Eu fico com fome e bebo água, confessa a estudante.

Mas quando a fome aperta mesmo, ela se vira de outras formas para mitigar esse problema. As vezes eu como alguma coisa, sei lá, uma banana. Às vezes eu compro até uns chips mesmo, só para enganar o estômago”.

Não é só o percurso

A baixa remuneração dos professores de história também desanima Jacya. Só em 2024, um professor de história trabalhou 44 horas semanais em escolas de ensino fundamental no Brasil com piso salarial de R$4.180,00, de acordo com o Portal Salário.

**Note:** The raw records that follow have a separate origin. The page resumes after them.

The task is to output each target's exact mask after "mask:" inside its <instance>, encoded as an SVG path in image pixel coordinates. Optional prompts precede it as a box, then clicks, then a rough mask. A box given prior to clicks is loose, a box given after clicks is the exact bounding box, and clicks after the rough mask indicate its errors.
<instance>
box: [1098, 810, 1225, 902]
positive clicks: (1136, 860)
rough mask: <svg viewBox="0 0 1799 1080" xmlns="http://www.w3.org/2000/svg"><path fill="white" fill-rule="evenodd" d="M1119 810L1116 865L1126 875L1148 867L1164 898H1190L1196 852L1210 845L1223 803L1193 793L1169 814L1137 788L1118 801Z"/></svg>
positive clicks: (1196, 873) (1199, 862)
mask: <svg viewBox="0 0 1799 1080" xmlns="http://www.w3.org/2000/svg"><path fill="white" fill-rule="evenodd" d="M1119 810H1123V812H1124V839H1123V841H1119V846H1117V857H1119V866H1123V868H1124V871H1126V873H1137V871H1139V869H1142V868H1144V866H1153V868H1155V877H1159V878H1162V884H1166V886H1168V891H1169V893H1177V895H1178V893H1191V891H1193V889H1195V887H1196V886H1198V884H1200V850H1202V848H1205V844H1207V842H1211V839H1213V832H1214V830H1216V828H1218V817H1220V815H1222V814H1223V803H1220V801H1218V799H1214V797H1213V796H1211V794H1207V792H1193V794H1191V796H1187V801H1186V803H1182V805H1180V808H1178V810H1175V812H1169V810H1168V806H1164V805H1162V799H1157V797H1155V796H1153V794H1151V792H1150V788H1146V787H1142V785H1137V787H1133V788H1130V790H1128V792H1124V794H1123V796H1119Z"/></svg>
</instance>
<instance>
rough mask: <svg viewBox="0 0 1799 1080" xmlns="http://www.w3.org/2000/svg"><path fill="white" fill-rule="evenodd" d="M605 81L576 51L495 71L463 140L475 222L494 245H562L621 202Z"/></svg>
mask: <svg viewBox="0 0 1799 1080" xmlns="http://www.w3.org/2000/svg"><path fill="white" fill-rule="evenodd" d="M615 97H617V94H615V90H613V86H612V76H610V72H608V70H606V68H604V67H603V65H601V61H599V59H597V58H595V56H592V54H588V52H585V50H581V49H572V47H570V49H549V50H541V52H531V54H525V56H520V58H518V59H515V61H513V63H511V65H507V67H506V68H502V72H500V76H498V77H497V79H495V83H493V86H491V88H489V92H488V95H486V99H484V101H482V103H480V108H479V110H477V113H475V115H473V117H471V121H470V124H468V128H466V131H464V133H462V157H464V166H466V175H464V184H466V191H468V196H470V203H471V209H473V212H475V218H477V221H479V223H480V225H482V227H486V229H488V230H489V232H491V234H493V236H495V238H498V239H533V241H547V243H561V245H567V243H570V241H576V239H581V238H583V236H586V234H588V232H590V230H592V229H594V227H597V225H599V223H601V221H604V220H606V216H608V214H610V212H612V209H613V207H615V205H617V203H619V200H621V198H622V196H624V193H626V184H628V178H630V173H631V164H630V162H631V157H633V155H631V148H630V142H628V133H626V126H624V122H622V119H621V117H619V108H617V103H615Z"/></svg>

As expectativas de carreira na área também desmotivam a aspirante a professora. Todos os dias, os alunos da Ufes recebem em seus e-mails vagas de estágio de seus cursos, mas poucas oportunidades surgem para o curso de História. Um reflexo disso é o número frequente de estudantes da licenciatura que trabalham em empregos que não são da área que estudam. Jacya e seus amigos próximos são exemplos.  

“Um dos meus amigos de curso faz algo completamente diferente – desenhos. Outro trabalha com almoxarifado. E tem os outros que trabalham com qualquer outra coisa fora da área, relata a estudante. 

Essa falta de oportunidade escancara a situação que muitos recém-formados em licenciatura em História se encontram. Um levantamento do Instituto Semesp, que desenvolve análises estatísticas referentes ao ensino superior, apontou que 68,4% dos formados em História no Brasil estão desempregados ou trabalhando fora da área. 

 Eu vou dar aula para geração Tik Tok”

Com os baixos salários e a oferta reduzida de vagas, Jacya também deve se preparar para enfrentar outro desafio – as gerações Alfa e Beta, a geração Tik Tok. Nascidos pós 2010, essas duas gerações estão crescendo em um mundo hiperconectado com informações circulando rapidamente em aparelhos tecnológicos que disputam a sua atenção a todo momento. 

Diante de uma fonte interminável de vídeos com informações rasas que duram poucos minutos, Jacya teme não conseguir inspirar os alunos da mesma forma que o Professor Paulo conseguiu em suas aulas.

“Para que o aluno vai querer escutar uma aula de uma hora, se ele pode ver um vídeo no YouTube e aprender (o conteúdo) em 10 minutos? É assustador”, teme a estudante.

Hoje, com o seu relacionamento com a História já esfriado, Jacya encara com maturidade a sua jornada pelo curso. Mesmo com todos os desencantos que passou ao longo da sua graduação e com um futuro incerto à sua frente, Jacya não se arrepende da escolha.  

“Eu poderia ter perguntado para outras pessoas como era o curso efetivamente, porque às vezes não me identifico tanto – mesmo gostando. Mas hoje eu entendo que eu mais gosto do que não gosto, e por isso ainda persisto”.